The dust has settled on one of the most exciting Singapore general elections. There were Christians on both sides of the political divide. Some passionately supported the party in power. Others supported one of the opposition parties. Therefore some are elated and relieved, and some are very disappointed.

I am glad that so many Christians took their democratic duties seriously. Democracy is no perfect system. It is probably the best among the various imperfect systems of government available to us. Christians are to be salt and light in society and if a system allows us to maximise good and minimise evil in some way, we should do our part.

But I am under no illusions that politics will solve humankind’s deepest problem. The problem is the human heart. It has been corrupted by sin. We all need a spiritual heart transplant. As James Houston, citing Dallas Willard, reminds us, human institutions, “cannot change the human heart. That is why Jesus did not send out his disciples to change governments or even to build churches, but to change hearts.” (Joyful Exiles, Downers Grove, IL: InterVarsity Press, 2006, p. 87)

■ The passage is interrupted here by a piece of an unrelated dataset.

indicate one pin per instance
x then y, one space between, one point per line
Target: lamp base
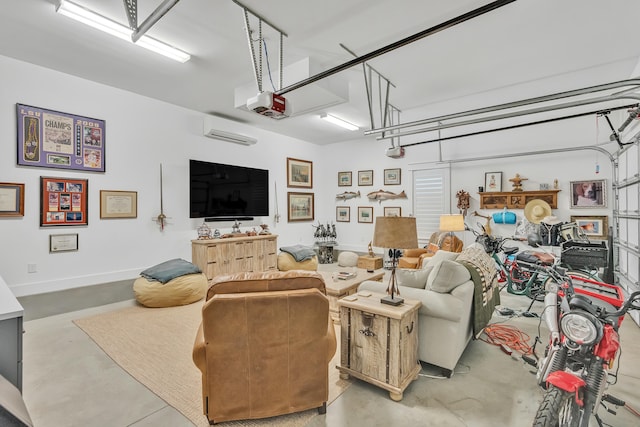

There have been so many examples in history where getting rid of a tyrant means being ruled by a new one. As The Who reminded us in their song “Won’t Get Fooled Again”:

Meet the new boss
Same as the old boss

For those whose party won, don’t get too excited. And for those whose party or candidate lost, do not get too discouraged. God is sovereign. Let’s continue with our commitment to sharing the Gospel.

I would propose the same word to my brothers and sisters in my home country. For a long time the church in Malaysia hardly talked about politics. The primary purpose of the church, and Christians, was to save souls. Where people spent eternity was far more important than how they lived their lives on earth. Politics was a distraction from the evangelistic mandate.

Then the church began to realise that in some sense eternity begins now, and that we are to preach the Gospel but we are also to live out the values of the Gospel in all areas of life. This is right and true and I am delighted that the church in Malaysia has woken up to the fact that we are not just to prepare people for heaven, but that heaven invades earth. While we wait for God’s Kingdom to come in its fullness, we are to pray and work for God’s will to be done on earth as it is in heaven.

I have not hidden the fact that I would like a change of government in Malaysia. I am fully aware that often a vote is a choice between two imperfect governments but, at any given point in history, I need to choose and so I need to ask which party/coalition is less evil, less corrupt, less incompetent, less racist. I am emotionally engaged in my political choices and so this is a very frustrating time.

I remind myself to step back a little. Yes, I must still be committed to the political process, but the ebbs and flows of the political situation must not distract me from the fact that Jesus came proclaiming the good news of the Kingdom and that the most important change in history has already occurred. The promised Messiah has come. He has taught us about the plans of God. And, more critically, He has died on the Cross to effect the salvation of humankind and of creation.

I need wisdom to allocate resources for my various duties. I need to play my part to work for justice and righteousness in society. But I must not spend all my resources in that endeavour. I must make sure that I still invest key resources to point people to the good news of Jesus Christ. Christians on all sides of the political divide should be united on this point.